2009年度より継続して國部先生より貴重なご意見を賜り、厚く御礼申し上げます。

今回、「情報の質・量共に網羅性と詳細性が高く、レベルの高い情報開示をしている」等について、評価をいただき、大変励みになります。

一方で「会社として戦略的に重視している指標の明示」に対するご意見については、世界の食料・水・環境分野を軸として社会の発展に貢献できる企業として、SDGs等の指標とのつながりがより分かりやすくなるよう検討していきたいと思います。

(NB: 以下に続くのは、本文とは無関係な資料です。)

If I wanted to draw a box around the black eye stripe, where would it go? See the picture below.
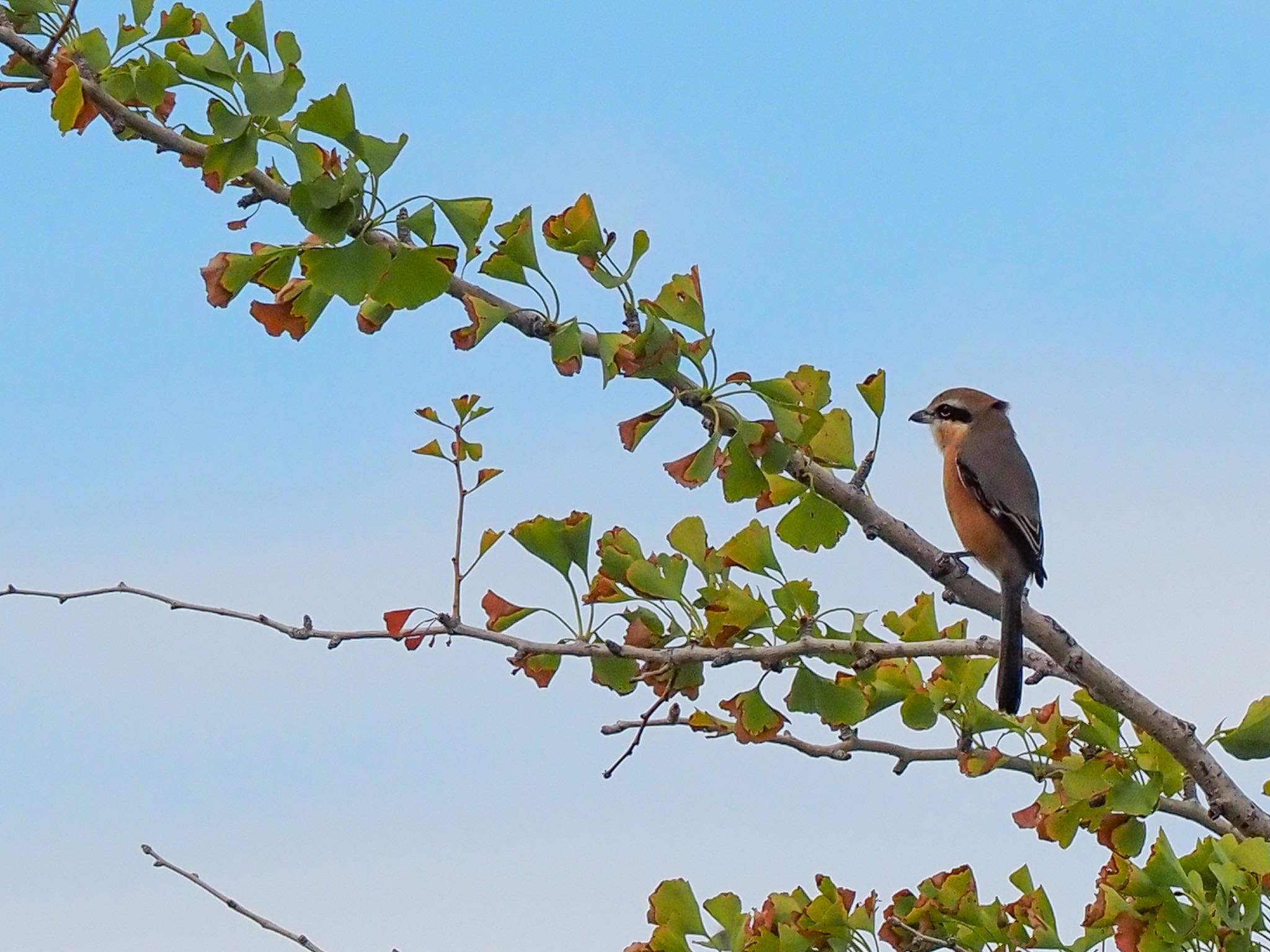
[935,404,970,423]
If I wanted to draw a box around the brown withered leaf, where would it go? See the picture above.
[1112,913,1147,952]
[154,89,177,126]
[198,251,234,307]
[250,301,309,340]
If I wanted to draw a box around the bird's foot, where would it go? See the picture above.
[933,552,970,581]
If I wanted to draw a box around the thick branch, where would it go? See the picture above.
[141,843,322,952]
[0,18,1270,838]
[600,717,1235,837]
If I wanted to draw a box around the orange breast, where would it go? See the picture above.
[944,440,1012,577]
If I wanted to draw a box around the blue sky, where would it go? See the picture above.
[0,0,1270,952]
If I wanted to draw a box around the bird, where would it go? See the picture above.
[908,387,1046,714]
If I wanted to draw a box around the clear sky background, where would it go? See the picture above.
[0,0,1270,952]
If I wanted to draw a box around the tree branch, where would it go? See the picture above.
[0,16,1270,839]
[0,581,1070,680]
[600,717,1235,837]
[141,843,322,952]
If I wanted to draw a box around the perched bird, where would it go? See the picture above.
[908,387,1046,713]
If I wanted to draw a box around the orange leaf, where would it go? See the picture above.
[383,608,419,638]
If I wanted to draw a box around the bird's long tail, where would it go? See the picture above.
[997,582,1024,714]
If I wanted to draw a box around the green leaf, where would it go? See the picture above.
[617,398,676,452]
[1232,837,1270,876]
[152,4,194,39]
[450,295,509,350]
[371,247,450,309]
[239,55,305,119]
[494,206,542,274]
[66,27,110,73]
[722,434,767,502]
[639,265,706,334]
[480,590,536,637]
[1108,780,1160,816]
[207,99,252,138]
[224,0,269,57]
[590,655,639,695]
[757,472,806,510]
[296,82,357,141]
[273,29,300,66]
[662,432,721,489]
[300,239,393,305]
[719,519,781,575]
[881,592,940,641]
[719,688,788,744]
[856,367,887,419]
[785,665,869,727]
[1217,697,1270,760]
[437,198,494,262]
[52,63,84,136]
[551,319,582,377]
[344,132,409,175]
[405,202,437,245]
[776,492,847,552]
[132,0,155,27]
[899,690,938,731]
[626,554,688,602]
[411,439,450,460]
[542,192,605,255]
[579,228,647,291]
[357,297,394,334]
[6,0,61,14]
[117,12,146,48]
[133,53,180,108]
[772,579,820,616]
[512,512,590,577]
[810,407,856,469]
[665,515,722,575]
[647,879,706,935]
[203,130,260,194]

また「株主以外のステークホルダーとの適切な協働」については、社会からの見方・ものさしのひとつである「CSR関連の各種外部ランキング」の順位や想定される評価理由を執行役員会で報告し、対応状況の向上を図っています。また、従業員をCSRを推進する主体である重要なステークホルダーとして捉え、「クボタグループ従業員CSR意識調査」を毎年実施し、調査結果や従業員からの意見を執行役員会で報告しています。今後もCSRに関し、踏み込んだ議論ができるよう努めてまいります。

「外部有識者とエンゲージメント」についても、今後検討していきたいと思います。

これからもクボタグループ3万8千人が一丸となって、世界の食料・水・環境分野での課題解決に挑戦し、社会の皆さまに信頼され必要とされ続ける企業グループをめざします。